Você integra o seleto grupo de estrelas veteranas que ainda fazem um belo show e continuam produzindo música viril e relevante três décadas após o primeiro disco. Isto é uma coisa que acontece naturalmente, ou existe uma sensação de conforto em glórias passadas com que você tem de lutar contra para não se acomodar?

 

As glórias passadas não são tão boas quanto as recentes. A minha carreira fica mais interessante à medida que o tempo passa. Eu tenho uma posição ideal na história da música. Mas ninguém questiona a maneira como eu me fiz: foi através das canções. Eu não cheguei aqui por nenhuma outra razão. Não é por causa do hype da imprensa, ou por causa de publicidade enganosa. Tenho orgulho da minha posição.
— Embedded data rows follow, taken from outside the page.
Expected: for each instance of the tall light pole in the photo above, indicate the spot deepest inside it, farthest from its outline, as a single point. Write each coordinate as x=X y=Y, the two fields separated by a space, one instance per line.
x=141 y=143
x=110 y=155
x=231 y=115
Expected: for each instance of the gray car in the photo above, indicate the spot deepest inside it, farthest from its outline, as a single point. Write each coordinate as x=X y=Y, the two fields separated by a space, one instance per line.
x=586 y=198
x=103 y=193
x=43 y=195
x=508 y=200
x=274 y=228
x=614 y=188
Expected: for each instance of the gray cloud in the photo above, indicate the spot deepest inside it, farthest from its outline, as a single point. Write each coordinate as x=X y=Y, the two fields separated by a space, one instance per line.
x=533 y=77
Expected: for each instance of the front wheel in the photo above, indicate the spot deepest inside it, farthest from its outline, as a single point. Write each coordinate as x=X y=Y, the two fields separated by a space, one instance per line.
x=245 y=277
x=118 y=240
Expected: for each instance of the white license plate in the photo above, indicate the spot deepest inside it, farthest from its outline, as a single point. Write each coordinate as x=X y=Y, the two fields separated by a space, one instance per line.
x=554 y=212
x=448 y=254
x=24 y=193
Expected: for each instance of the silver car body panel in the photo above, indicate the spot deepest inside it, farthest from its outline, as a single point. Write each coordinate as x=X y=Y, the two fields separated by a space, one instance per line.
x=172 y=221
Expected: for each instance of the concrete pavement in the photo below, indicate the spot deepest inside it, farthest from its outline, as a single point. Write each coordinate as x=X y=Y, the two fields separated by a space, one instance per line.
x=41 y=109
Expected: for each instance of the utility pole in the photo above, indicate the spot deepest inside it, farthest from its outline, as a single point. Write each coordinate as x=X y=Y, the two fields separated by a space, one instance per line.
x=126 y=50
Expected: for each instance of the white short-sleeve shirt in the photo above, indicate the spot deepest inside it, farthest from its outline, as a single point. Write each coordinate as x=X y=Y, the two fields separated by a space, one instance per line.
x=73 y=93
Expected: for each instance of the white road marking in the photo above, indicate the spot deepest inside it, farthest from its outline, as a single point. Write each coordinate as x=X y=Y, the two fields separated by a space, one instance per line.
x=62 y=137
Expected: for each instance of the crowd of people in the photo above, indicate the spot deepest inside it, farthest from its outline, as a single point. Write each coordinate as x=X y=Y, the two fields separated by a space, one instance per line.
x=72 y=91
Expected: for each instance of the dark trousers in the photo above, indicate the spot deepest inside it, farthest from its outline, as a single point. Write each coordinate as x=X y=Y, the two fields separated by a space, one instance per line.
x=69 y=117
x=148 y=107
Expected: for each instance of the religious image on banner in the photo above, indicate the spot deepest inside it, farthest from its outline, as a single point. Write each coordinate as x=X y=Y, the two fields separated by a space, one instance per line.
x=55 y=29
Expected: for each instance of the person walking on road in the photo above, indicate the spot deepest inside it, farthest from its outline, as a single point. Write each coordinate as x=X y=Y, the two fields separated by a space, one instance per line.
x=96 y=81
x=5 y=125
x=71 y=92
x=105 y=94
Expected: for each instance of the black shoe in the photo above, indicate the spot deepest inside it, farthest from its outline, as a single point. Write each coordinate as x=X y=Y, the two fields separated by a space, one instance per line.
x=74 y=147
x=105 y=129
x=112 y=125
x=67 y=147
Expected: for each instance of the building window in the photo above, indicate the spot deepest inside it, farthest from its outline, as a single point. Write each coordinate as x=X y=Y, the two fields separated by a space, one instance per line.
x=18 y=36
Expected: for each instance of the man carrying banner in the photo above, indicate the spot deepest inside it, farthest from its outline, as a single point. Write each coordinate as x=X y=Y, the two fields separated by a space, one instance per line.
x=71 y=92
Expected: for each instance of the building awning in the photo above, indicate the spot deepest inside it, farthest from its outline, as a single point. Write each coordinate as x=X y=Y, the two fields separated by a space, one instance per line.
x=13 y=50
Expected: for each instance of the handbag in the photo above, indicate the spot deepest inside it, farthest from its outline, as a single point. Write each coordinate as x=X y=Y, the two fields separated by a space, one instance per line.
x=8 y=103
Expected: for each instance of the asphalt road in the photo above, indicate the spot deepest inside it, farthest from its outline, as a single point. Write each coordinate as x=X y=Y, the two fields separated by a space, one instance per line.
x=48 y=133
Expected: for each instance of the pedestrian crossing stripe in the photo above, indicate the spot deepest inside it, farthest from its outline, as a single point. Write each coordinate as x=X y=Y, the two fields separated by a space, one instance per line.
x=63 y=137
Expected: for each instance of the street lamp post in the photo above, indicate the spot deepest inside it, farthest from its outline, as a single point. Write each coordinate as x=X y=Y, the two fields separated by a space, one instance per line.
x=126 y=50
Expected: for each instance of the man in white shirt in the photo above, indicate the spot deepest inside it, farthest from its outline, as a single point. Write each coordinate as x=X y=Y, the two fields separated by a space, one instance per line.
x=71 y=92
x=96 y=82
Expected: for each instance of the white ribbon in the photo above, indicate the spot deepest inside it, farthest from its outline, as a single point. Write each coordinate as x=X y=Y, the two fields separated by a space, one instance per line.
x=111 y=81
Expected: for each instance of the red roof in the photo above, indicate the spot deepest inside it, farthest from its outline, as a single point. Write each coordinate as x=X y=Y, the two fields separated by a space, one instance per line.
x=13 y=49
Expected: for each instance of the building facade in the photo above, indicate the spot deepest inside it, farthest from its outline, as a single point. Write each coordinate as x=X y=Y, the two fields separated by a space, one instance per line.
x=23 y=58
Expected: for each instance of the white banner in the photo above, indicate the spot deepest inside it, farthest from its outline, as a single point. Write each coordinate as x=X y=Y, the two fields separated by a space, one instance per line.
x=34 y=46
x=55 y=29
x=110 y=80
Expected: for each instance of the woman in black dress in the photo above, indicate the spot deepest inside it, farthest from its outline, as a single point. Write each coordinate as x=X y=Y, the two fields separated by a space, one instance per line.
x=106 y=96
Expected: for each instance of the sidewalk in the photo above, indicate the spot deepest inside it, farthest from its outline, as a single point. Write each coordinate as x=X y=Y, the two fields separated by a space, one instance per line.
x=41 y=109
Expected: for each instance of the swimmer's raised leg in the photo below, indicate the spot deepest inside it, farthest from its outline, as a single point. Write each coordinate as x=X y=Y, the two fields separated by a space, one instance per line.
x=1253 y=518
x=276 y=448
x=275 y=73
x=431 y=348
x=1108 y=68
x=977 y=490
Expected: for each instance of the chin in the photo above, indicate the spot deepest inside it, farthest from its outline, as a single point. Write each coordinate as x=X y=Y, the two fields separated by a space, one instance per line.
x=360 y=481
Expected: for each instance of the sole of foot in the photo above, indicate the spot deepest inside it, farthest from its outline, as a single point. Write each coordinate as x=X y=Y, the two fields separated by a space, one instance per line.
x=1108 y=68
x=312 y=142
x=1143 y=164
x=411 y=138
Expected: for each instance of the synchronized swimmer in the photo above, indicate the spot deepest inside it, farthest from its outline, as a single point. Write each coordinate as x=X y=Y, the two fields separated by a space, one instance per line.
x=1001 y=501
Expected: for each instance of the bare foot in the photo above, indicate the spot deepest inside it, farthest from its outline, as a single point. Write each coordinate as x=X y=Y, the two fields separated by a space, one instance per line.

E cheguei aqui de forma honesta e justa. Faz 30 anos agora, portanto, devo estar fazendo algo certo.

 

A melancolia é inseparável de suas letras e você já disse que o ser humano é essencialmente solitário. Qual a importância da solidão no seu processo criativo? Seria a sua musa?

 

Sim, porque muitas vezes eu escrevo as coisas que, se não virassem canções, seriam sussurradas para alguém do outro lado do meu travesseiro, no fim do dia.

 

Você escuta muita música atual?

 

Eu escuto de tudo, mas a maioria dos nomes é lastimável. A imprensa musical - o que sobrou dela! - bajula os próprios amigos, só escreve sobre seus amigos, inventa prêmios para dar a seus amigos, mês sim, mês não. Ninguém no planeta acredita que ainda há esperança para a música moderna.